The ease of ticket buying through apps like Fanbase is, of course, a joy. I have my season ticket on my phone but, if I had the urge to travel away on any given weekend, I can purchase a ticket with a couple of clicks. On the other hand, I miss the banter at the turnstiles, the hellos and the welcomes from your club that begin your experience of the game. The everyday interaction with other human beings; the human touch that makes us all better people; the necessity of looking someone in the eye and asking about their day. We don’t want to do that anymore because we don’t need to. And that’s a little bit sad.

For some, football can be a place to feel a part of something bigger. It can provide comfort and friendship, camaraderie and hope. That we can buy our tickets, our programmes remotely might make things easier, but they detract from our human experience.

Our smartphones provide updates from other games with an immediacy that seems unreal. Mutterings of an equaliser at Cappielow spread as quickly as the goal goes in. That young couple checking out offside decisions on their phone might seem strange to old duffers like me, but they’re providing an information service that many might not be tuned into. And what’s wrong with that? While watching social media clips of the “young team” enjoying the playoff atmosphere last season it momentarily slipped my mind that I was at that game too. I don’t remember enjoying it as much.

Fans and their phones at Stamford Bridge.
Fans and their phones at Stamford Bridge. Photograph: Richard Heathcote/Getty Images

We often come to accept mediated ways of “being there” but not really being there. Being entertained by distractions in the crowd is a by-product of an overactive social media brain.

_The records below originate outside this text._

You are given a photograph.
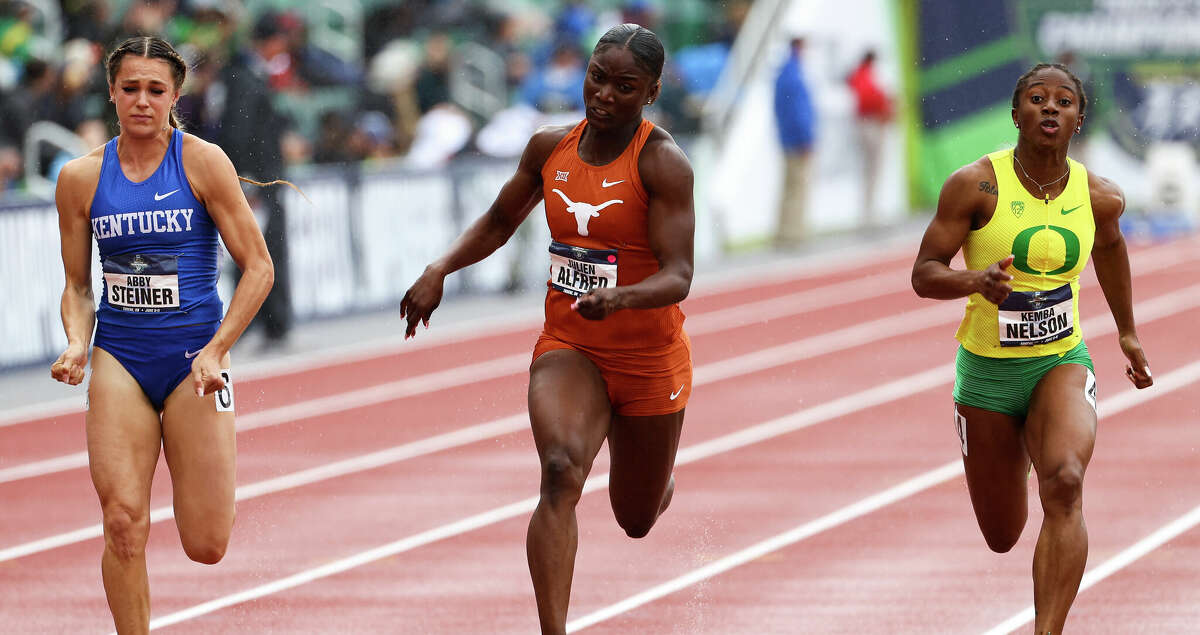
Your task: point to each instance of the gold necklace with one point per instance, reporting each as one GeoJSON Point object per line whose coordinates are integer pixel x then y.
{"type": "Point", "coordinates": [1041, 186]}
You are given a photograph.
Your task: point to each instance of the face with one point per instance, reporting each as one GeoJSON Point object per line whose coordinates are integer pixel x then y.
{"type": "Point", "coordinates": [616, 88]}
{"type": "Point", "coordinates": [144, 93]}
{"type": "Point", "coordinates": [1048, 109]}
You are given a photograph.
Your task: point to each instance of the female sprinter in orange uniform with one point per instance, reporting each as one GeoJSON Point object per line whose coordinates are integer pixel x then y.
{"type": "Point", "coordinates": [156, 199]}
{"type": "Point", "coordinates": [1025, 220]}
{"type": "Point", "coordinates": [612, 361]}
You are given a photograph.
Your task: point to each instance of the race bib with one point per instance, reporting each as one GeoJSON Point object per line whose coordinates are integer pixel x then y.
{"type": "Point", "coordinates": [143, 282]}
{"type": "Point", "coordinates": [577, 270]}
{"type": "Point", "coordinates": [1031, 318]}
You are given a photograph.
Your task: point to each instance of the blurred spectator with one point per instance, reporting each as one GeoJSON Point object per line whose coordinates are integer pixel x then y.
{"type": "Point", "coordinates": [559, 85]}
{"type": "Point", "coordinates": [433, 76]}
{"type": "Point", "coordinates": [874, 112]}
{"type": "Point", "coordinates": [252, 132]}
{"type": "Point", "coordinates": [441, 135]}
{"type": "Point", "coordinates": [796, 119]}
{"type": "Point", "coordinates": [10, 168]}
{"type": "Point", "coordinates": [147, 17]}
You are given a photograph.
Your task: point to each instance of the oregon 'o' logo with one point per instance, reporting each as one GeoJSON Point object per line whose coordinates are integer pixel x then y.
{"type": "Point", "coordinates": [1021, 250]}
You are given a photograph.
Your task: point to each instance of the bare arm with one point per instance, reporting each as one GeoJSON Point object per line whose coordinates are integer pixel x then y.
{"type": "Point", "coordinates": [1111, 262]}
{"type": "Point", "coordinates": [76, 186]}
{"type": "Point", "coordinates": [966, 198]}
{"type": "Point", "coordinates": [486, 234]}
{"type": "Point", "coordinates": [215, 181]}
{"type": "Point", "coordinates": [669, 180]}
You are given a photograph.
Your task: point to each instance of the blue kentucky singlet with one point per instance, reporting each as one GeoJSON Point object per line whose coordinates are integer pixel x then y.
{"type": "Point", "coordinates": [159, 247]}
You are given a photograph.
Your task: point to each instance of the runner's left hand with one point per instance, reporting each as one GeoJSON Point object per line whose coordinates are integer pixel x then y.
{"type": "Point", "coordinates": [207, 373]}
{"type": "Point", "coordinates": [597, 304]}
{"type": "Point", "coordinates": [1138, 370]}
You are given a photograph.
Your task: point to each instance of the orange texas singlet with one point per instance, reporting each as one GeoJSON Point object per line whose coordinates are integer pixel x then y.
{"type": "Point", "coordinates": [598, 219]}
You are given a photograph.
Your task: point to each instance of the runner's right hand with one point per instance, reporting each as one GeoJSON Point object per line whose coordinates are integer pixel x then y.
{"type": "Point", "coordinates": [70, 366]}
{"type": "Point", "coordinates": [421, 299]}
{"type": "Point", "coordinates": [993, 282]}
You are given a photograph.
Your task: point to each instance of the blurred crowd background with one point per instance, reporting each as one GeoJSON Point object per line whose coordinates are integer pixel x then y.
{"type": "Point", "coordinates": [804, 120]}
{"type": "Point", "coordinates": [417, 82]}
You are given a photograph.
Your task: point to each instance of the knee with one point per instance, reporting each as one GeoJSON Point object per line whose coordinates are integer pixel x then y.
{"type": "Point", "coordinates": [126, 529]}
{"type": "Point", "coordinates": [562, 478]}
{"type": "Point", "coordinates": [1062, 491]}
{"type": "Point", "coordinates": [207, 550]}
{"type": "Point", "coordinates": [1002, 541]}
{"type": "Point", "coordinates": [636, 528]}
{"type": "Point", "coordinates": [1001, 532]}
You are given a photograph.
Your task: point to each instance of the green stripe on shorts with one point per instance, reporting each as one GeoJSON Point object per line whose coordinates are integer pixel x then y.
{"type": "Point", "coordinates": [1006, 384]}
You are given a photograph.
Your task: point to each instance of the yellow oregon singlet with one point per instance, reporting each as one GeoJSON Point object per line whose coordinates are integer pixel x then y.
{"type": "Point", "coordinates": [1050, 241]}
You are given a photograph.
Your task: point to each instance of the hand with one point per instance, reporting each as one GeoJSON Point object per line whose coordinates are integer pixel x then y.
{"type": "Point", "coordinates": [207, 372]}
{"type": "Point", "coordinates": [70, 366]}
{"type": "Point", "coordinates": [421, 299]}
{"type": "Point", "coordinates": [1138, 370]}
{"type": "Point", "coordinates": [597, 304]}
{"type": "Point", "coordinates": [993, 282]}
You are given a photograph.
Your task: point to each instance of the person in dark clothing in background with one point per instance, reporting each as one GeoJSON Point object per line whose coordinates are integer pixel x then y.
{"type": "Point", "coordinates": [251, 131]}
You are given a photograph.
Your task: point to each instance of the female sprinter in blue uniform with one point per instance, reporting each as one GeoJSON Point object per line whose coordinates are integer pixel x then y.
{"type": "Point", "coordinates": [1026, 220]}
{"type": "Point", "coordinates": [156, 199]}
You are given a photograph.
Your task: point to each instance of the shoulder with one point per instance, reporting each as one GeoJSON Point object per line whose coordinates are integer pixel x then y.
{"type": "Point", "coordinates": [79, 177]}
{"type": "Point", "coordinates": [663, 165]}
{"type": "Point", "coordinates": [544, 139]}
{"type": "Point", "coordinates": [663, 151]}
{"type": "Point", "coordinates": [1108, 199]}
{"type": "Point", "coordinates": [201, 156]}
{"type": "Point", "coordinates": [978, 177]}
{"type": "Point", "coordinates": [205, 165]}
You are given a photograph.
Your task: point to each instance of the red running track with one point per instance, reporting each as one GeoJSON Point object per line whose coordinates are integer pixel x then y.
{"type": "Point", "coordinates": [816, 390]}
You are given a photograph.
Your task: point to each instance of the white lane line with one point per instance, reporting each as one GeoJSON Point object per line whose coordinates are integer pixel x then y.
{"type": "Point", "coordinates": [1145, 262]}
{"type": "Point", "coordinates": [741, 438]}
{"type": "Point", "coordinates": [756, 433]}
{"type": "Point", "coordinates": [1126, 557]}
{"type": "Point", "coordinates": [1155, 309]}
{"type": "Point", "coordinates": [1170, 382]}
{"type": "Point", "coordinates": [809, 347]}
{"type": "Point", "coordinates": [1139, 549]}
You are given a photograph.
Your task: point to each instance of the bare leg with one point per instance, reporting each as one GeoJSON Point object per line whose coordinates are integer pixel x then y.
{"type": "Point", "coordinates": [124, 435]}
{"type": "Point", "coordinates": [199, 444]}
{"type": "Point", "coordinates": [641, 485]}
{"type": "Point", "coordinates": [996, 467]}
{"type": "Point", "coordinates": [570, 415]}
{"type": "Point", "coordinates": [1060, 436]}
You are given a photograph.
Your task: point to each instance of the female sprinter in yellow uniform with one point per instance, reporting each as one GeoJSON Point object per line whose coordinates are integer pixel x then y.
{"type": "Point", "coordinates": [1025, 391]}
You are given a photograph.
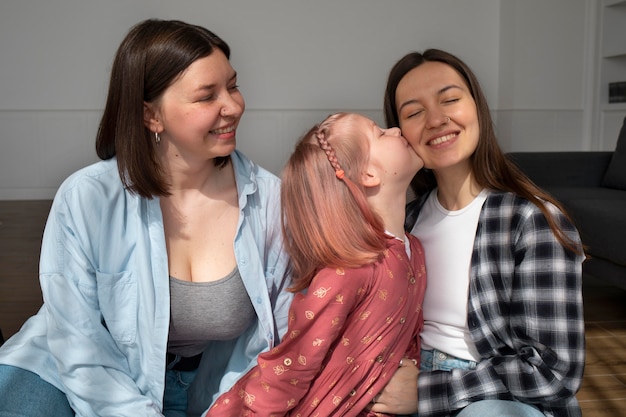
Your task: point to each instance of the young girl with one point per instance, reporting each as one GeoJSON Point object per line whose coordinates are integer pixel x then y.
{"type": "Point", "coordinates": [360, 278]}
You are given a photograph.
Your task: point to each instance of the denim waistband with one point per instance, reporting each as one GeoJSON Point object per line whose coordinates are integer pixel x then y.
{"type": "Point", "coordinates": [436, 360]}
{"type": "Point", "coordinates": [181, 363]}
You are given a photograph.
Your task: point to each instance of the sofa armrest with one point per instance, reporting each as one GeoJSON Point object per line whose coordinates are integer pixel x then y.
{"type": "Point", "coordinates": [563, 169]}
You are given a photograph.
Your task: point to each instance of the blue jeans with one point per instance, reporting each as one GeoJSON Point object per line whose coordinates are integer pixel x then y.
{"type": "Point", "coordinates": [176, 387]}
{"type": "Point", "coordinates": [25, 394]}
{"type": "Point", "coordinates": [433, 360]}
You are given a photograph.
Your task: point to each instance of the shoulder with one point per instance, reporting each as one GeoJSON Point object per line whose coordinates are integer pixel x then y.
{"type": "Point", "coordinates": [92, 184]}
{"type": "Point", "coordinates": [507, 204]}
{"type": "Point", "coordinates": [252, 178]}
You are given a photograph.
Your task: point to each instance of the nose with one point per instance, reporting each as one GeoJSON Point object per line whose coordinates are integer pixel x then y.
{"type": "Point", "coordinates": [232, 106]}
{"type": "Point", "coordinates": [437, 118]}
{"type": "Point", "coordinates": [395, 131]}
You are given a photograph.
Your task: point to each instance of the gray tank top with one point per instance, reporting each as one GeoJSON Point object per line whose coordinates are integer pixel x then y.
{"type": "Point", "coordinates": [206, 311]}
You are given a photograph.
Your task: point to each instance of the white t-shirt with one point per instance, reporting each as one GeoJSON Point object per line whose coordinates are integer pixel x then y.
{"type": "Point", "coordinates": [448, 240]}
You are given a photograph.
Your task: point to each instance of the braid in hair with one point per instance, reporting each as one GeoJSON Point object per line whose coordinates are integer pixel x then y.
{"type": "Point", "coordinates": [320, 135]}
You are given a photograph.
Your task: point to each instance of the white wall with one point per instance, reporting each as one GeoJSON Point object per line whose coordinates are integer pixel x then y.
{"type": "Point", "coordinates": [297, 61]}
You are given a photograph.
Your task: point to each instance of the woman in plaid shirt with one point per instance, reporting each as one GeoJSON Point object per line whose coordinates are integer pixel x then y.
{"type": "Point", "coordinates": [503, 332]}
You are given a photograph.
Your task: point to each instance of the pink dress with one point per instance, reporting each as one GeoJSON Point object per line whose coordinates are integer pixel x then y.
{"type": "Point", "coordinates": [346, 337]}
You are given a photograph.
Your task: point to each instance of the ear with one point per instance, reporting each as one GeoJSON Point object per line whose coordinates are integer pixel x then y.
{"type": "Point", "coordinates": [150, 118]}
{"type": "Point", "coordinates": [370, 179]}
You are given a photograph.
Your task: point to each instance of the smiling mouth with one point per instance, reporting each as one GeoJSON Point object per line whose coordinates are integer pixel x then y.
{"type": "Point", "coordinates": [223, 130]}
{"type": "Point", "coordinates": [442, 139]}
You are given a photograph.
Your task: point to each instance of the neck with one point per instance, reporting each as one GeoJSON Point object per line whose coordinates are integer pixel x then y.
{"type": "Point", "coordinates": [391, 209]}
{"type": "Point", "coordinates": [456, 188]}
{"type": "Point", "coordinates": [203, 177]}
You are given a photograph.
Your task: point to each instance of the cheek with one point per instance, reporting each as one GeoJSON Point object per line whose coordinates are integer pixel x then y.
{"type": "Point", "coordinates": [411, 132]}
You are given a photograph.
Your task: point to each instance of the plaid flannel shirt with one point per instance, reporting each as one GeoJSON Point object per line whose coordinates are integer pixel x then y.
{"type": "Point", "coordinates": [525, 315]}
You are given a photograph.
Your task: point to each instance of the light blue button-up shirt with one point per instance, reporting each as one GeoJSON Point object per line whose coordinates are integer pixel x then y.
{"type": "Point", "coordinates": [101, 334]}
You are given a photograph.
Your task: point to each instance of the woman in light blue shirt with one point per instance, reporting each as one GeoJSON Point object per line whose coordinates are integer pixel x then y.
{"type": "Point", "coordinates": [162, 267]}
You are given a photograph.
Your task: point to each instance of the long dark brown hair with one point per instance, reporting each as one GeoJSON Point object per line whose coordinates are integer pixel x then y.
{"type": "Point", "coordinates": [490, 166]}
{"type": "Point", "coordinates": [151, 56]}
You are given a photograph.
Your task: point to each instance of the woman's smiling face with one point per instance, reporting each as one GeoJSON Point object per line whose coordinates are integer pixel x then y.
{"type": "Point", "coordinates": [438, 115]}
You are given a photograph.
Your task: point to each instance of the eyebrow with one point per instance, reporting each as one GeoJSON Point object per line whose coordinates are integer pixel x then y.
{"type": "Point", "coordinates": [212, 86]}
{"type": "Point", "coordinates": [440, 92]}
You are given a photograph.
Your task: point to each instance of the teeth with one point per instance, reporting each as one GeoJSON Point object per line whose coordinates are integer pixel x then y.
{"type": "Point", "coordinates": [222, 131]}
{"type": "Point", "coordinates": [442, 139]}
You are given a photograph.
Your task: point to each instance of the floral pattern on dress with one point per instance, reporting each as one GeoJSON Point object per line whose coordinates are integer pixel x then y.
{"type": "Point", "coordinates": [346, 337]}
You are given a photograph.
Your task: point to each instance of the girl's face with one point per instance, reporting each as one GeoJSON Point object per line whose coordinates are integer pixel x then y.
{"type": "Point", "coordinates": [200, 111]}
{"type": "Point", "coordinates": [390, 155]}
{"type": "Point", "coordinates": [438, 116]}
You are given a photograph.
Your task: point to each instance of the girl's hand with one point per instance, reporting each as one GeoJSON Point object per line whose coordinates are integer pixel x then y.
{"type": "Point", "coordinates": [400, 394]}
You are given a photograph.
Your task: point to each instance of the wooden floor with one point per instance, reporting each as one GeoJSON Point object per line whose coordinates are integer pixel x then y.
{"type": "Point", "coordinates": [603, 393]}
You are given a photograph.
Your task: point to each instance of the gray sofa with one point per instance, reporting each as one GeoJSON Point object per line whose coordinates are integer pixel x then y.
{"type": "Point", "coordinates": [592, 187]}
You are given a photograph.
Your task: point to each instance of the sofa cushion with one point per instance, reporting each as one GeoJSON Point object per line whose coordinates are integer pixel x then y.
{"type": "Point", "coordinates": [599, 215]}
{"type": "Point", "coordinates": [615, 176]}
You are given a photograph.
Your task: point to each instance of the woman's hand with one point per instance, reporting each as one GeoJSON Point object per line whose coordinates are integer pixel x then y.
{"type": "Point", "coordinates": [400, 394]}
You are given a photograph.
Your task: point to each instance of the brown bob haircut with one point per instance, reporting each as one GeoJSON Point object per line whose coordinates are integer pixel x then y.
{"type": "Point", "coordinates": [150, 58]}
{"type": "Point", "coordinates": [491, 168]}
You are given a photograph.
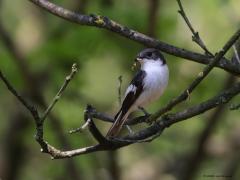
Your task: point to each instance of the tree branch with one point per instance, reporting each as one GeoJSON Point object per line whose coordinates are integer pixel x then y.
{"type": "Point", "coordinates": [183, 96]}
{"type": "Point", "coordinates": [108, 24]}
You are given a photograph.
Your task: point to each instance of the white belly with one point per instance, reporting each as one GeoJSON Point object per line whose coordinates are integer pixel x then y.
{"type": "Point", "coordinates": [155, 83]}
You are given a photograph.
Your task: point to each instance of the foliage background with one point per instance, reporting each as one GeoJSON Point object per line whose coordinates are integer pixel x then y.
{"type": "Point", "coordinates": [51, 45]}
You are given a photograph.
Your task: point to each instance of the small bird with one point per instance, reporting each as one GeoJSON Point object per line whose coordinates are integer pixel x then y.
{"type": "Point", "coordinates": [147, 86]}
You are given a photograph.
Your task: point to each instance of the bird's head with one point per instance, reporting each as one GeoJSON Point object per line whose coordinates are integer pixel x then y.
{"type": "Point", "coordinates": [150, 55]}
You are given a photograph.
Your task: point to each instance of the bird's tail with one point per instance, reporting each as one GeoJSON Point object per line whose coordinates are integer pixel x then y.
{"type": "Point", "coordinates": [120, 118]}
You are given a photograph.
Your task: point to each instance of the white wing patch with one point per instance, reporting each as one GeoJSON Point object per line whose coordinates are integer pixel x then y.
{"type": "Point", "coordinates": [131, 88]}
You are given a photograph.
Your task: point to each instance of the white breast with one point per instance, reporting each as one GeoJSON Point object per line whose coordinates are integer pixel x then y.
{"type": "Point", "coordinates": [155, 82]}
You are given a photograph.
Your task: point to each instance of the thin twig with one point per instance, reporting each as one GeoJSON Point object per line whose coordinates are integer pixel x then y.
{"type": "Point", "coordinates": [199, 78]}
{"type": "Point", "coordinates": [31, 108]}
{"type": "Point", "coordinates": [236, 53]}
{"type": "Point", "coordinates": [120, 90]}
{"type": "Point", "coordinates": [61, 90]}
{"type": "Point", "coordinates": [106, 23]}
{"type": "Point", "coordinates": [80, 129]}
{"type": "Point", "coordinates": [195, 37]}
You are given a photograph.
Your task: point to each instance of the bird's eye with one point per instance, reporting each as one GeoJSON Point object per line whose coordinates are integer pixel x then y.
{"type": "Point", "coordinates": [149, 54]}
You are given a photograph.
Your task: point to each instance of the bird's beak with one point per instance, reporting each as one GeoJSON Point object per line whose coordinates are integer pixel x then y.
{"type": "Point", "coordinates": [138, 59]}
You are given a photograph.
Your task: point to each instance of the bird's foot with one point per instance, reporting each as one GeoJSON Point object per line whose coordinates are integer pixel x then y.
{"type": "Point", "coordinates": [129, 129]}
{"type": "Point", "coordinates": [144, 111]}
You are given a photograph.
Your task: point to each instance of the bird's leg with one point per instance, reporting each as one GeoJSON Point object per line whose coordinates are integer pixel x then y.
{"type": "Point", "coordinates": [129, 129]}
{"type": "Point", "coordinates": [144, 111]}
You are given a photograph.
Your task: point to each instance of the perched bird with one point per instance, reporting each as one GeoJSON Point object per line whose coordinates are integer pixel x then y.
{"type": "Point", "coordinates": [146, 86]}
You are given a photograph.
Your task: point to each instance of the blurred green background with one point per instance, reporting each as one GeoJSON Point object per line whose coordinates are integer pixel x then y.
{"type": "Point", "coordinates": [37, 50]}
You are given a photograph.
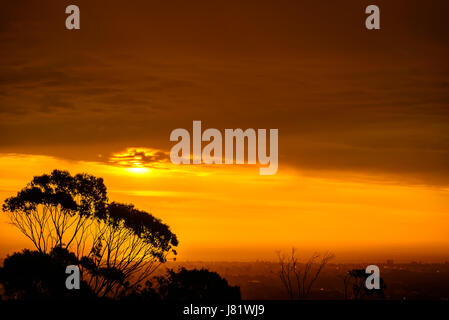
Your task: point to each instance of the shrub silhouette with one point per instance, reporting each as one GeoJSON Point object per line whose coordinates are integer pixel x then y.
{"type": "Point", "coordinates": [189, 285]}
{"type": "Point", "coordinates": [116, 245]}
{"type": "Point", "coordinates": [37, 275]}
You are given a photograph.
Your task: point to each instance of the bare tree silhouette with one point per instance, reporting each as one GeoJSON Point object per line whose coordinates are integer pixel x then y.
{"type": "Point", "coordinates": [298, 280]}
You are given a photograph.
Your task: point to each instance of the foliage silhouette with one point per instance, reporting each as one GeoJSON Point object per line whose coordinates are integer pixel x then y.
{"type": "Point", "coordinates": [37, 275]}
{"type": "Point", "coordinates": [117, 246]}
{"type": "Point", "coordinates": [189, 285]}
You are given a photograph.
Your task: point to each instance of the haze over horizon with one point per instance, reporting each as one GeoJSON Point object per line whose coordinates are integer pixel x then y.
{"type": "Point", "coordinates": [362, 116]}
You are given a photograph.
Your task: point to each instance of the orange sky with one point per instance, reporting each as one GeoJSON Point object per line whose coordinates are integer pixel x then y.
{"type": "Point", "coordinates": [362, 118]}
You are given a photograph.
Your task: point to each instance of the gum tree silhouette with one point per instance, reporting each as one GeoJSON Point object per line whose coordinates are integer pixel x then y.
{"type": "Point", "coordinates": [355, 288]}
{"type": "Point", "coordinates": [298, 280]}
{"type": "Point", "coordinates": [117, 246]}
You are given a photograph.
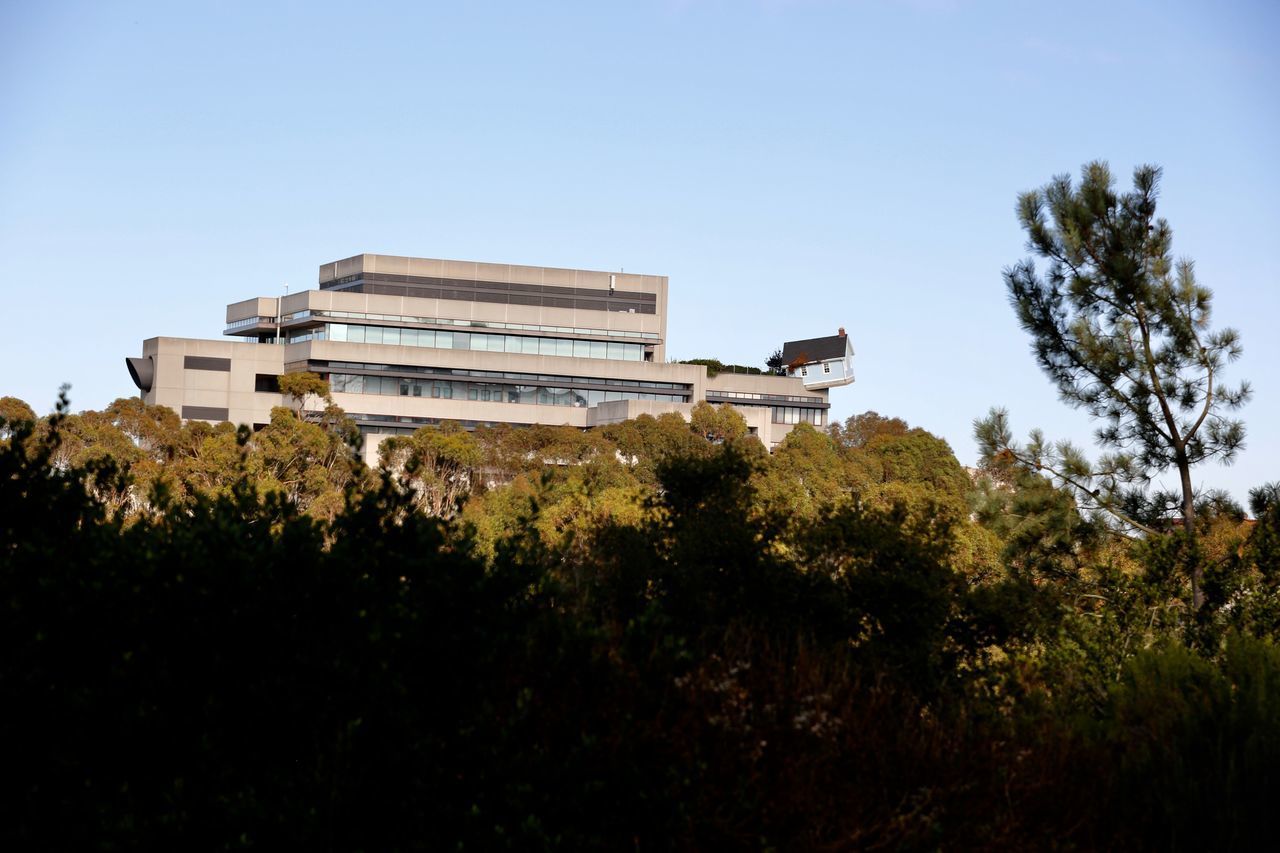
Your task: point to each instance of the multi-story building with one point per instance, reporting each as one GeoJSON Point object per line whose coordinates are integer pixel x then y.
{"type": "Point", "coordinates": [412, 341]}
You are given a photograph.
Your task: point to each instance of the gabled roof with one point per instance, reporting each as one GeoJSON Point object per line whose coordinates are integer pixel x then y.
{"type": "Point", "coordinates": [814, 350]}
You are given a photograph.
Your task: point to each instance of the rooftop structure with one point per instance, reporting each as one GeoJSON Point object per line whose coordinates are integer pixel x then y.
{"type": "Point", "coordinates": [410, 341]}
{"type": "Point", "coordinates": [821, 363]}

Football can be filled with long periods of little action and our brains often can’t cope with that. The worry is when we prefer those mediated experiences to experiencing what is in front of us. That is, for me, when we lose the true nature of being a football fan. The eyes on the pitch, the search for detail. The imperfections.

I’ve written before for Nutmeg, arguing that 90% of all live sport is instantly forgettable. It is the other 10% that keeps us coming back, keeps us talking, keeps us loving it. So, might boredom be a necessary element of experience? Boredom: that thing with which we must not engage? Football is a game with which we must be patient at times. We must pay attention to tactics, watch closely then wait again. Then, and only then, can we appreciate those memorable, often startling, moments which make everything else worthwhile.

Where we begin a season ever hopeful, we should be willing to go with whatever happens, to see where things pan out, allowing that season to go in whatever direction it will go. To wait and endure a bad start because it may get better after October. Or a slow burning season with a good run from February, understanding that it is all out of our control and we should just go with it.

Nutmeg magazine
The new issue of Nutmeg is out now.

We might gnash our teeth in defeat, yet we still pick ourselves up and look ahead to next week. Last Saturday is consigned to history in an instant. And in that spirit, we give our managers room to err and our players time to weather a dip in form, accepting it all as part of a long season – simply part of the process.

We must embrace technology; it’s not like we have much of a choice. But it might be nice if, for a couple of hours, we could look up a bit more, noticing the details, saying hello to a few people and engaging with them. It’s only then that we discover the unique and the memorable. It’s only then that we become true fans.